The Financial Conduct Authority (FCA) first became the U.K.’s anti-money laundering (AML) watchdog in January 2020, and in December that year, it announced a temporary registration program for virtual asset service providers (VASPs). Over 100 firms applied for the program at the time, and they were allowed to continue providing their services as the FCA considered their applications.
Since then, over 60 companies have either seen their applications dismissed by the FCA or withdrawn them after failing to fulfill the watchdog’s requirements. So far, only 33 firms have been fully licensed to operate in the country.
B2C2, a London digital asset trading firm, is one of those that gave up and recently withdrew its application. It said that it would shift all its spot trading activity to its American entity but would continue to offer derivative trading through a local subsidiary.
“We are committed to ensuring this move causes as little disruption as possible and are working closely with our clients to ensure they continue to have a seamless trading experience with us,” a representative for the company commented.
Wirex, a digital currency payments provider, also withdrew its application and announced that it would continue serving its users through its subsidiary licensed in Croatia.
Not all those companies that have had to shift their operations to other European countries have taken it gracefully. Many have accused the FCA of being trigger-happy and turning down applications for the tiniest faults, even those that can be easily amended.
One CEO of a VASP that is shifting its operations elsewhere in Europe, who asked not to be named, told the Financial Times, “We decided some time ago to say ‘screw them’. I have been the biggest fan of the FCA over the years. They were the gold standard of regulation. But no longer.”
Those that have received the coveted license have a different view altogether, praising the FCA’s approach and saying it’s essential to protect the investors.
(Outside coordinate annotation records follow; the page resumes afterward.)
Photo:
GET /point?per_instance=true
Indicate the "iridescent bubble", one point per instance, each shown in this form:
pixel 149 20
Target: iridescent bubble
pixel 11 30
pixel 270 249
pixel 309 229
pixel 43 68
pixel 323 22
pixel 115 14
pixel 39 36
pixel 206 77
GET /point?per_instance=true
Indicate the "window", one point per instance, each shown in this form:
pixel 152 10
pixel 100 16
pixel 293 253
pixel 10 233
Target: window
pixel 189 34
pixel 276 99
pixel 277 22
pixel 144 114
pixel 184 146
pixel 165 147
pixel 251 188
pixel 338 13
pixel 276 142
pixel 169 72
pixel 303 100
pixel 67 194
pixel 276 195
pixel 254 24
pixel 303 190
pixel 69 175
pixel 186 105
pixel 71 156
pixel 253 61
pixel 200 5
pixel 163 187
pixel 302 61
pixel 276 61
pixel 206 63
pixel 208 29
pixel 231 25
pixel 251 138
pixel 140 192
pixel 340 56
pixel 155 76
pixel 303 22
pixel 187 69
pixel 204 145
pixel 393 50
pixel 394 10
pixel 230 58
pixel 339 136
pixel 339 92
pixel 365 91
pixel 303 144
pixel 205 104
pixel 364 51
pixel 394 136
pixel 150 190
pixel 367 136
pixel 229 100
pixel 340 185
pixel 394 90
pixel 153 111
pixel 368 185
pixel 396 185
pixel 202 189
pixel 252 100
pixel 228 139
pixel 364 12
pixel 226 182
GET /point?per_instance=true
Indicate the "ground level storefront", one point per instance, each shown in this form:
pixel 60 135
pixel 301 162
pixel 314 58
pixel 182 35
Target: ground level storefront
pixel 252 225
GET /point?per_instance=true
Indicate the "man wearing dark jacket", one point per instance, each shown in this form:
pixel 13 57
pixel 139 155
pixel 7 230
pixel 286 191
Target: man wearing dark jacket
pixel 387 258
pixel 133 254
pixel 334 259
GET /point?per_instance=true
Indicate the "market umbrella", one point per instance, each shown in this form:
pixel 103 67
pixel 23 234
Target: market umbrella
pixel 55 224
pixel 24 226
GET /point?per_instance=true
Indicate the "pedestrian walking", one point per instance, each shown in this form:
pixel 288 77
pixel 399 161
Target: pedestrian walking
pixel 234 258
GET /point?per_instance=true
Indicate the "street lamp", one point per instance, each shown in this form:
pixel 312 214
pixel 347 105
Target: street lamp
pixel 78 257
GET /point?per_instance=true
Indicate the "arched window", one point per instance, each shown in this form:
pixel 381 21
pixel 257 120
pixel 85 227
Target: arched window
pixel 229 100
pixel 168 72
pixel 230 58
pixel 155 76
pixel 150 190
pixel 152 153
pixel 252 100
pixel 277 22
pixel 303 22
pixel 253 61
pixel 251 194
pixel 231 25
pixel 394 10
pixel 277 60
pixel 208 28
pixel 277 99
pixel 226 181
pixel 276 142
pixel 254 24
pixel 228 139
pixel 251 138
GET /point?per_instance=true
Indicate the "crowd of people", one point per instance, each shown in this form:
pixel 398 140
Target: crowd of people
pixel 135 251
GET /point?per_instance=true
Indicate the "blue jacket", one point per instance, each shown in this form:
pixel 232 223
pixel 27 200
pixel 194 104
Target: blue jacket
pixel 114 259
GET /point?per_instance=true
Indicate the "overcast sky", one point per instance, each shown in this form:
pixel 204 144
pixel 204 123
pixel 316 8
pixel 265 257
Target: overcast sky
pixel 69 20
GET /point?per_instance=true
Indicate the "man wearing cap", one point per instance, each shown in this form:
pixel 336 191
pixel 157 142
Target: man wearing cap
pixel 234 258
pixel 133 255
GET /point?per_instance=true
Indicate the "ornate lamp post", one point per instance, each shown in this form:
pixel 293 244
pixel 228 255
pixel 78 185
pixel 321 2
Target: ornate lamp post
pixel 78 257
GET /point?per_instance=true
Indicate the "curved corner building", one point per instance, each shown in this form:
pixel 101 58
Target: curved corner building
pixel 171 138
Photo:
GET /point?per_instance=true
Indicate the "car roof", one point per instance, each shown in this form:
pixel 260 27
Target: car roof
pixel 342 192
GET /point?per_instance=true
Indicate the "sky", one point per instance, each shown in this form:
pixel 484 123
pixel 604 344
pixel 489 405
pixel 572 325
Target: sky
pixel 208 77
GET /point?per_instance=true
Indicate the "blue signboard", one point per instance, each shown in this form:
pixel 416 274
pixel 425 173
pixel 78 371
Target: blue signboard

One of these is Paysafe, a fintech and payments company. “The U.K.’s registration regime will mean that a number of companies will inevitably need to exit the U.K. market because they are unable to meet the necessary standards in terms of risk and compliance,” Chirag Patel, the CEO of its digital wallets division, told CNBC.
But even as Paysafe praises the FCA, it has been the subject of concern for the regulator over the past couple of weeks for its entanglement with Binance, the global exchange that the FCA booted out of the U.K. Paysafe has partnered with the exchange recently, giving Binance a way back into the U.K payments sector, a development that worries the FCA.
Despite the accusations, the FCA believes it’s been performing its duties excellently and blamed the firms whose applications it turned down for not meeting its standards.
“While we have registered 33 firms, we have seen too many financial crime red flags missed by the cryptoasset businesses seeking registration. Worse, we have seen examples where firms do not have the controls necessary to raise red flags in the first place,” an FCA spokesperson told the media.
And while VASPs whose deadline has been extended welcome the move, Her Majesty’s Treasury isn’t as pleased. A select committee for the Exchequer accused the FCA of being too slow in its crackdown on the industry.
“It is disappointing to hear that the FCA hasn’t fully met its own already-extended deadline, which the committee strongly encouraged it to meet. I look forward to receiving a full explanation for the delay,” Mel Stride, the chair of the committee, commented.